Re: [PATCH RFC v3 01/19] mm: thread user_addr through page allocator for cache-friendly zeroing

From: Michael S. Tsirkin

Date: Wed Apr 22 2026 - 17:20:44 EST


On Wed, Apr 22, 2026 at 03:47:07PM -0400, Gregory Price wrote:
> On Tue, Apr 21, 2026 at 06:01:10PM -0400, Michael S. Tsirkin wrote:
> > Thread a user virtual address from vma_alloc_folio() down through
> > the page allocator to post_alloc_hook(). This is plumbing preparation
> > for a subsequent patch that will use user_addr to call folio_zero_user()
> > for cache-friendly zeroing of user pages.
> >
> > The user_addr is stored in struct alloc_context and flows through:
> > vma_alloc_folio -> folio_alloc_mpol -> __alloc_pages_mpol ->
> > __alloc_frozen_pages -> get_page_from_freelist -> prep_new_page ->
> > post_alloc_hook
> >
> > Public APIs (__alloc_pages, __folio_alloc, folio_alloc_mpol) gain a
> > user_addr parameter directly. Callers that do not need user_addr
> > pass USER_ADDR_NONE ((unsigned long)-1), since
> > address 0 is a valid user mapping.
> >
>
> Question: rather than churning the entirety of the existing interfaces,
> is there a possibility of adding an explicit interface for this
> interaction that amounts to:
>
> __alloc_user_pages(..., gfp_t gfp, user_addr)
> {
> BUG_ON(!(gfp & __GFP_ZERO));
>
> /* post_alloc_hook implements the already-zeroed skip */
> page = alloc_page(..., gfp, ...); /* existing interface */
>
> /* Do the cacheline stuff here instead of in the core */
> cacheline_nonsense(page, user_addr);
>
> return page; /* user doesn't need to do explicit zeroing */
> }
>
> Then rather than leaking information out of the buddy, we just need to
> get the zeroed information *into* the buddy.
>
> the users that want zeroing but need the explicit user_addr step just
> defer the zeroing to outside post_alloc_hook().
>
> That's just my immediate gut reaction to all this churn on the existing
> interfaces.
>
> Existing users can continue using the buddy as-is, and enlightened users
> can optimize for this specific kind of __GFP_ZERO interaction.
>
> ~Gregory


Hmm. Maybe I misunderstand what you propose, but this seems pretty close
to what v2 did - each callsite checked whether the page was pre-zeroed
and called folio_zero_user() itself. The feedback (both you and David)
was that threading it through the allocator is better.

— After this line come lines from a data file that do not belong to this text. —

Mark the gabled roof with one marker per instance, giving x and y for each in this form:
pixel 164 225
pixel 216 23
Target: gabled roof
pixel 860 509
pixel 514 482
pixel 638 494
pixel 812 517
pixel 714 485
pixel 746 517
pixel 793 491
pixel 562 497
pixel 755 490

With a wrapper approach, looks like we'd need something like
__GFP_SKIP_ZERO so post_alloc_hook doesn't zero sequentially, then the
wrapper re-zeros with folio_zero_user(). But then the wrapper needs to
know whether the page was pre-zeroed (PG_zeroed), which is cleared by
post_alloc_hook before return. So the information doesn't survive to
the wrapper.

We could return the zeroed hint via an output parameter, but that's
what v2's pghint_t was, and it was disliked.

The user_addr threading through the allocator does add API churn,
but it's all mechanical (adding one parameter, callers pass
USER_ADDR_NONE), any mistaked are just build errors.

And it makes the zeroing path closer to being correct by
construction: every allocation either explicitly
says no address or has a user_addr - and then gets
cache-friendly zeroing or skip-if-prezeroed, with no possibility
of a callsite forgetting to handle it.

Fundamentally, David told me I need to move folio_zero_user into
post_alloc_hook as a prerequisite to the optimization, so I did that -
let's stick to it then, shall we?


This approach also fixes a pre-existing double-zeroing on architectures with
aliasing data caches + init_on_alloc, where current code zeros once
via kernel_init_pages() then again via clear_user_highpage() at
the callsite. I don't see how that would be possible with the wrapper.